Sono freschissime le dichiarazioni sull’esigenza di costruire al più presto una “alternativa antisovranista” al governo gialloverde e alla cultura politica da esso incarnata.

Una esigenza che se non altro ha il merito di rispecchiare le mutate contingenze in epoca di globalizzazione: da una parte le élites cosmopolite, mercatiste, favorevoli al progressivo abbattimento delle frontiere, ad un mondo aperto, ad una società fortemente competitivista, cosmopolita, sostanzialmente liquida e all’insegna del libero mercato.

Dall’altra gli ultimi della globalizzazione, il popolo minuto e i lavoratori, le masse rivendicanti, il residuo culturale delle destre sociali e delle sinistre nazionali, capaci di contrastare in maniera organica i voleri del nuovo Re del mondo.

Un concetto di cui parlai chiaramente più di un anno fa, ben prima di qualsiasi formazione di governo gialloverde o di qualche sua naturale e opposta alternativa.

Di fronte alla situazione e mettendosi nei panni del trafelato consigliere di una novella Maria Antonietta, tuttavia, viene da dire che ci sono modi e modi per creare una alternativa credibile alla rivolta delle masse e alla sua forma politica. Anche tra chi, come me, parteggerà sempre per i lavoratori e gli ultimi della globalizzazione, diventa difficile non notare quanto questa germinale ipotesi di opposizione lasci intravedere un livello di attrazione popolare già deficitario.

Che senso ha, infatti, parlare di “fronte antisovranista”? Che senso ha non cercare una formula quantomeno più presentabile? Si rischia veramente di superare la protratta ridicolaggine dell’antifascismo in assenza di fascismo. Un antifascismo ormai borghese, sterile e conservativo ma che quantomeno, esclusa la totale insensatezza di una sua riproposizione nell’Italia odierna, poggia su di una tradizione storica e su di una ideologia reale e culturalmente tangibile. Una ideologia che in anni passati era pure stata degna di largo seguito, poggiante pure su di un nemico storico, quello in orbace, che a qualcuno fa ancora paura.

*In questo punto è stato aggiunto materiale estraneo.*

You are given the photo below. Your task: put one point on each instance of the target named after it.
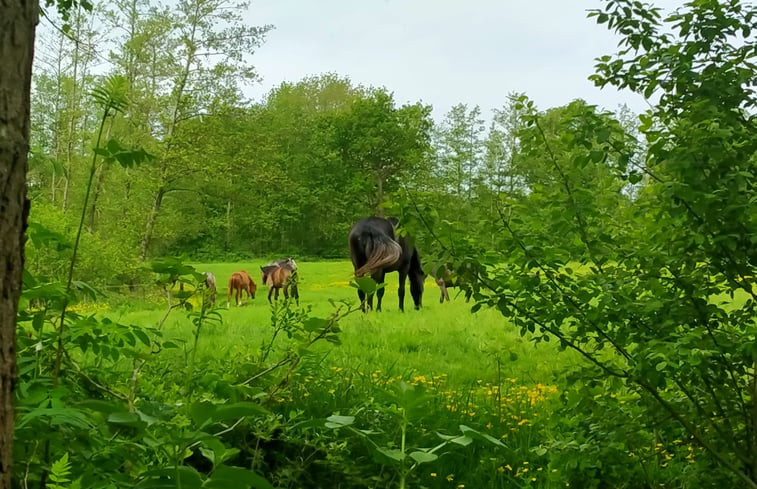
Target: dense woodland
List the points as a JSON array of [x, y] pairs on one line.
[[231, 178], [626, 239]]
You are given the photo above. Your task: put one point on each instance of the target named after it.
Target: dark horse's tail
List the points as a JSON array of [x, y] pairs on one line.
[[379, 249]]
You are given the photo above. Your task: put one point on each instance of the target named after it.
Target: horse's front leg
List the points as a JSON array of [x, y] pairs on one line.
[[379, 278], [401, 291], [416, 288]]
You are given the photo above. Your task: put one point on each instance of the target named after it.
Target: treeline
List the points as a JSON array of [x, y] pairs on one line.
[[289, 174]]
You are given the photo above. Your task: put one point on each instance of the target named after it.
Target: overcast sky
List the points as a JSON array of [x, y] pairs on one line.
[[441, 52]]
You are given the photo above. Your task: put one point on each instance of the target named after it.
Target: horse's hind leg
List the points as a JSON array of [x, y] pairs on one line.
[[401, 291], [416, 288], [379, 278]]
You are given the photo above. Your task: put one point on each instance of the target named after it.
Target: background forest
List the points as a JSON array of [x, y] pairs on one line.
[[230, 178], [622, 245]]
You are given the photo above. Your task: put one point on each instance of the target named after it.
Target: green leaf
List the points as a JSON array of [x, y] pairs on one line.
[[126, 419], [238, 410], [336, 421], [423, 457], [236, 477], [391, 453], [181, 476]]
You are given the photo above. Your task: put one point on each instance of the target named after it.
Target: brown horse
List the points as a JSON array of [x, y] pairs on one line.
[[281, 274], [210, 285], [446, 278], [238, 282]]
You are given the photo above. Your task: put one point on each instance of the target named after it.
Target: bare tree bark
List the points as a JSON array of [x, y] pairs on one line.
[[18, 20]]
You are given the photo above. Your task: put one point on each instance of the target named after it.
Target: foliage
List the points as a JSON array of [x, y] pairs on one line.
[[655, 292]]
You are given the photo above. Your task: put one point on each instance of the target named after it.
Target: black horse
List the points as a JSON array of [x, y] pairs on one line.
[[375, 251]]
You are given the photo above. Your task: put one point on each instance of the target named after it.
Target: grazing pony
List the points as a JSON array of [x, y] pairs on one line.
[[210, 284], [281, 274], [445, 279], [238, 282], [375, 251]]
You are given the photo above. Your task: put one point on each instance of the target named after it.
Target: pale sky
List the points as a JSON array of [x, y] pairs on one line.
[[442, 52]]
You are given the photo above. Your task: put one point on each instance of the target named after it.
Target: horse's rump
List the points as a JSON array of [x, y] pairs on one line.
[[375, 251], [372, 240]]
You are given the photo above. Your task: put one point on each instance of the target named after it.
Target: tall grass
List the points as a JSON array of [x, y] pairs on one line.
[[441, 338]]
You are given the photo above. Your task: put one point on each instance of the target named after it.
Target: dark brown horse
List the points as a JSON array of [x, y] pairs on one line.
[[238, 282], [281, 274], [376, 251]]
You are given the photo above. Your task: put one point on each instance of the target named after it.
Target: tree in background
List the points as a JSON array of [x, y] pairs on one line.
[[459, 150]]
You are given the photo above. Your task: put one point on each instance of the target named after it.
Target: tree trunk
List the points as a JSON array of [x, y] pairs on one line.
[[95, 196], [228, 225], [151, 218], [379, 195], [18, 19]]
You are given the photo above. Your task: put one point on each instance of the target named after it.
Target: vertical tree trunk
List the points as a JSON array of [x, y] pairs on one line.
[[151, 218], [228, 225], [95, 196], [18, 19], [379, 195]]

Ma che senso ha definirsi fieramente antisovranisti? Messa in questi termini sembra quasi che si desideri lottare, fregiandosene elettoralmente, al fine di delegittimare ulteriormente le classi popolari non riconoscendo loro una forma di tutela e autodifesa, con una sovranità che è del resto elemento essenziale anche dell’attuale Carta Costituzionale nazionale.

Se il “sovranismo”, come grammatica insegna, altro non è che il perseguimento ideale e politico del concetto di sovranità, non stiamo certo parlando, come nel caso precedente, di fascismo, bensì di mero buonsenso amministrativo e di quella che dovrebbe essere mera normalità per una normale nazione dotata di confini, di cittadini, di identità ed interessi da difendere.

Manca proprio il concetto fondante di qualsiasi fronte; dall’altra parte infatti non c’è alcun spauracchio antidemocratico da attaccare, ma anzi vi è proprio il concetto di democrazia sovrana sul quale si fondano gli Stati e i patti contratti tra i loro cittadini.

Così come ancor più ridicola sarebbe la riproposizione di un “fronte repubblicano”, anch’esso un nome papabile per l’ultimo rifugio dei progressisti nostrani, mentre i loro avversari tutto intendono costruire tranne un fronte monarchico o una restaurazione fuori tempo massimo della monarchia sabauda.

Insomma, da un lato abbiamo la conferma di come una intera ala del progressismo nostrano, ben lungi dalle terze vie sovrane sperimentate negli anni ’50 e ’60 anche dal PCI e dal PSI, sia diventato l’ultimo rifugio di politiche fortemente elitarie.

Dall’altro certifichiamo con efficacia non solo lo scarso appeal delle nuove “sinistre”, ma anche il fatto che Orwell, ad avere a che fare con le loro odierne intellighenzie, si sarebbe sicuramente divertito e ci avrebbe magari fatto dono di una nuova opera, chiamata “2018”.